Last year, the number of foreign travelers welcomed by the US was roughly equivalent to 24 percent of our total population—impressive, right? Meanwhile, over the last year, Iceland hosted more than 650 percent of its total population. Somehow, I didn’t make the cut.

If you look closely...that's Atlantic City behind me. (Photo by Kathleen Johns.)
If you look closely...that's Atlantic City behind me. (Photo by Kathleen Johns.)

Pictures of Iceland

I honestly don’t know a lot about Iceland, besides my terrible lust to keep up with my friends by going there. I rely on everyone else’s stories and photos. You can see the Aurora Borealis from Iceland. It’s dotted with bubbling geologic features: a misty place with steamy bodies of water where you can become a sleek silhouette in neon-peach sunsets. Various friendly, shaggy animals, like sheep and ponies, roam the countryside. You can climb glaciers that are somehow snowy but also an eerie, milky electric blue. Iceland’s national dish is a giant shark that’s been fermenting for several months. And there's something about big hot dogs.

I almost wish I was there right now.

Almost. Because there might be someplace better.

Summer salvation

There are no geysers, glaciers, no Northern Lights. But on a perfect July day on the Jersey shore, the ocean is a glassy turquoise-green, and if it feels a little chilly, the waves smack you anyway until you’re pleasantly cool under the sun. If you stay in the breakers, the water pulls at your waist one moment and then heaves up to your neck the next—keep your feet on the sand, too deep to see, and hope you don’t hit a crab down there. Sunblock stings your eye.

Do you know how to catch a wave with your body or a Styrofoam boogie-board tethered to a sodden Velcro bracelet strapped around your wrist? How you poise yourself facing the beach with your neck craning back at the waves? The moment when you grab the perfect foamy crest just before it crashes, and bump and glide all the way to the sand?

When you let the waves beat you back in for good, your body is heavy as you splash out of the shallows. Saltwater runs down your limbs, and if you turn your head, your ears sound like a sweater sleeve accidentally hitting a live microphone.
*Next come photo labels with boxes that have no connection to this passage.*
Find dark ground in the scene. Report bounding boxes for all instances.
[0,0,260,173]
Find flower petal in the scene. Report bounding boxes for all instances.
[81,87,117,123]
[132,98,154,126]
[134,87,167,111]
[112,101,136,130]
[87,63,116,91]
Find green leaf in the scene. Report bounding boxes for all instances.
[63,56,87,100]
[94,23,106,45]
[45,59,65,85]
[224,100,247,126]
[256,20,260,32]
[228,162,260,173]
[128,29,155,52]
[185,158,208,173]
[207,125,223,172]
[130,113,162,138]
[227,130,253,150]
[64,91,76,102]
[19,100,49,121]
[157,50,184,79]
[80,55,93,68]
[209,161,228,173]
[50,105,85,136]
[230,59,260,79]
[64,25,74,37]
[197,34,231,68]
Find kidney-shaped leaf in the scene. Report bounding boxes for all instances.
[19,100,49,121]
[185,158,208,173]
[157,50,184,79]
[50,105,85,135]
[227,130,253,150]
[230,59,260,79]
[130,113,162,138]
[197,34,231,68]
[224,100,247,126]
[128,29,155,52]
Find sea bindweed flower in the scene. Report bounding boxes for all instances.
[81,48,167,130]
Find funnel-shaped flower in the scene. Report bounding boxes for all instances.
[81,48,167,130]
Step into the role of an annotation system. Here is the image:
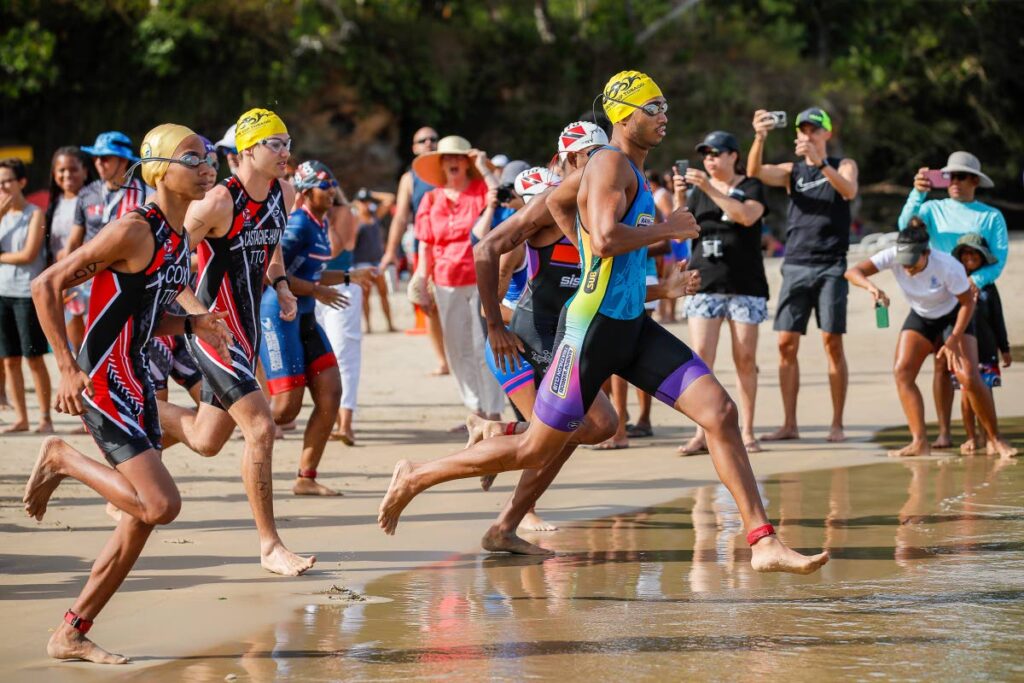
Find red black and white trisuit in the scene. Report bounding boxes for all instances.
[78,204,189,466]
[186,175,288,410]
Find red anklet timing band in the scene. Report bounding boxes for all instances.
[746,524,775,546]
[65,609,92,636]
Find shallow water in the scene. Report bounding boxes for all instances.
[139,458,1024,681]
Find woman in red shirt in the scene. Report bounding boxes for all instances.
[409,135,505,420]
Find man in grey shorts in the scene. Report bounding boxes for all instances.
[746,108,857,441]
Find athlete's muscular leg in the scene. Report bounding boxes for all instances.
[675,375,828,573]
[25,450,181,664]
[227,391,316,577]
[377,420,572,535]
[157,400,234,458]
[481,393,617,555]
[292,366,341,496]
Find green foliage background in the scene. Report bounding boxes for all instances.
[0,0,1024,223]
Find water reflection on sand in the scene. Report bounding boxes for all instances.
[140,458,1024,681]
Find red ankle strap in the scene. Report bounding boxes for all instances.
[65,609,92,636]
[746,524,775,546]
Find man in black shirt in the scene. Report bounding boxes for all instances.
[746,108,857,441]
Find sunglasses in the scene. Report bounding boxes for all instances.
[259,137,292,155]
[602,95,669,118]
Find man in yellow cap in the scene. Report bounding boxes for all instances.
[153,109,316,577]
[378,72,828,573]
[23,124,230,664]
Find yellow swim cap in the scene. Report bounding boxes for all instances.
[602,71,662,123]
[234,106,288,152]
[139,123,196,187]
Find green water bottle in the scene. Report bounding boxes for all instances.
[874,301,889,330]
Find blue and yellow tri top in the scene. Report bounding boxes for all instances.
[566,145,654,326]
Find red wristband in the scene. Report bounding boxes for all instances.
[65,609,92,636]
[746,524,775,546]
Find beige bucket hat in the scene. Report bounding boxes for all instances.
[413,135,480,187]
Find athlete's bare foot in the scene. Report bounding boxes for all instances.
[22,436,67,524]
[676,434,708,456]
[761,426,800,441]
[985,438,1018,458]
[519,510,558,531]
[590,436,630,451]
[961,438,985,456]
[106,503,124,522]
[377,460,416,536]
[292,477,341,496]
[480,526,554,555]
[46,624,128,664]
[825,426,846,443]
[751,536,828,573]
[259,541,316,577]
[0,422,29,434]
[889,440,932,458]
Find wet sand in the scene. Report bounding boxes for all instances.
[0,243,1024,681]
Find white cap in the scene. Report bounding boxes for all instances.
[515,166,562,203]
[213,124,238,150]
[558,121,608,154]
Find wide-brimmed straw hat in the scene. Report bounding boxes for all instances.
[413,135,480,187]
[942,152,995,187]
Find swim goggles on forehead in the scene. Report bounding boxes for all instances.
[125,152,219,183]
[600,93,669,117]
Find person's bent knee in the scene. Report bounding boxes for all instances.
[700,394,739,433]
[141,490,181,526]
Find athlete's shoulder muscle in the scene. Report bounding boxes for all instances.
[185,185,234,242]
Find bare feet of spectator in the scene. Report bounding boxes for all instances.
[889,439,932,458]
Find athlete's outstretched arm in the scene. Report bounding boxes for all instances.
[32,213,153,415]
[578,154,700,258]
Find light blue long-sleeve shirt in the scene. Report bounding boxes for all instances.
[899,189,1010,287]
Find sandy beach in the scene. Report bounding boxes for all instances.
[0,241,1024,681]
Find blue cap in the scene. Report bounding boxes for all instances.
[82,130,138,163]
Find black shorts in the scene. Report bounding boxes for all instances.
[534,308,712,431]
[0,296,50,358]
[774,260,850,335]
[148,335,203,391]
[185,335,260,411]
[901,304,975,348]
[82,371,163,467]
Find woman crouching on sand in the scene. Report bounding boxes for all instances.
[24,124,230,664]
[846,224,1017,458]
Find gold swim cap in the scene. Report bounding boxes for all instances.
[139,123,196,187]
[234,108,288,152]
[602,71,662,123]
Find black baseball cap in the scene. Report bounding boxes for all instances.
[694,130,739,154]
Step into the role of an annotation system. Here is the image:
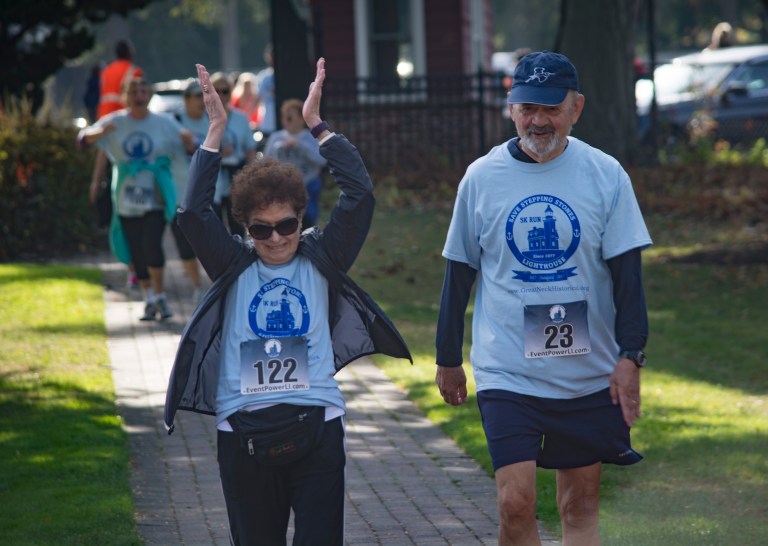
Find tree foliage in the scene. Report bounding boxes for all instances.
[0,0,152,110]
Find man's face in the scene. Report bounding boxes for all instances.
[509,92,584,159]
[126,83,152,108]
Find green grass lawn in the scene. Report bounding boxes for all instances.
[353,206,768,546]
[0,264,141,546]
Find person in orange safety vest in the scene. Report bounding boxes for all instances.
[97,40,143,118]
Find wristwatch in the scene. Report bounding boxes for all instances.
[619,351,648,368]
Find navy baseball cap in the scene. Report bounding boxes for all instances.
[507,51,579,106]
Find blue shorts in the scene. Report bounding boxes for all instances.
[477,389,643,470]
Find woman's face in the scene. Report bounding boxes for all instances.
[248,203,301,265]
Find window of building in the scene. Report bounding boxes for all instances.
[355,0,426,99]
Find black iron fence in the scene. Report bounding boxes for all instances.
[323,72,514,171]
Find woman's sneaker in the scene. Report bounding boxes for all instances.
[155,298,173,320]
[139,303,158,320]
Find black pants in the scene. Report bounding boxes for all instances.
[120,210,165,281]
[218,417,346,546]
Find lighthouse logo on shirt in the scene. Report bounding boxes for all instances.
[506,194,581,282]
[248,278,309,338]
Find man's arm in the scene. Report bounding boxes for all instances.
[435,260,477,406]
[607,248,648,427]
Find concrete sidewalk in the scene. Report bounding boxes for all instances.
[94,237,557,546]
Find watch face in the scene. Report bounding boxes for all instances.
[619,351,646,368]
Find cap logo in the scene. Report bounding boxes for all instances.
[525,66,555,83]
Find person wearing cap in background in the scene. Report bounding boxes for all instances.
[171,80,208,302]
[435,51,651,544]
[211,72,257,237]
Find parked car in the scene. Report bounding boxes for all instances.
[149,79,191,114]
[635,44,768,143]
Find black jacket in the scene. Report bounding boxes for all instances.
[165,135,413,434]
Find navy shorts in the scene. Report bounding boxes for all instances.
[477,389,643,470]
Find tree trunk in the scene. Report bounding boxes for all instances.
[219,0,243,72]
[556,0,641,164]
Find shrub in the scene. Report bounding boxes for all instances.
[0,102,98,261]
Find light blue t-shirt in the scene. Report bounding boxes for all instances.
[264,129,326,182]
[216,256,345,423]
[213,108,256,204]
[443,137,651,398]
[94,110,187,217]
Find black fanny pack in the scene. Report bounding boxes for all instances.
[227,404,325,466]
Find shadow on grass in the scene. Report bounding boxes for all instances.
[0,369,138,544]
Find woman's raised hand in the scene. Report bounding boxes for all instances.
[195,64,227,150]
[301,57,325,129]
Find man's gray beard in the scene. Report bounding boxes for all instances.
[520,133,568,157]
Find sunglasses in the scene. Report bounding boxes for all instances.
[248,218,299,241]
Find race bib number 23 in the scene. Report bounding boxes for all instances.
[525,301,592,358]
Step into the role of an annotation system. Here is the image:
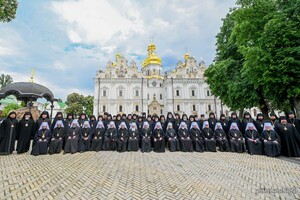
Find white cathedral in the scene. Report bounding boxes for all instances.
[94,43,222,117]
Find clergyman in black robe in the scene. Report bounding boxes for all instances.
[214,122,230,152]
[275,116,300,157]
[104,121,117,151]
[17,112,35,154]
[178,121,193,152]
[287,111,300,133]
[228,122,245,153]
[32,111,51,134]
[245,122,262,155]
[51,112,65,133]
[48,120,65,154]
[117,122,128,152]
[202,121,217,152]
[166,121,180,152]
[127,122,140,151]
[241,112,254,137]
[253,113,264,135]
[153,122,165,153]
[31,122,51,156]
[79,121,92,152]
[141,121,152,153]
[0,112,18,155]
[261,123,281,157]
[190,122,205,152]
[64,119,80,154]
[90,121,105,151]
You have to whip your head down and to the side until the water leaks out with a warm crackle only you can hear. Reach your beach towel baked in the sun and bury your face in the old terrycloth. Bliss.

I don’t know how many people head down the shore each summer, but I’m always one of them. I’ll never be a 1-percenter—especially as long as I’m an arts journalist. And I may never be a 0.2-percenter flying to Iceland. But I've got a good thing going at home.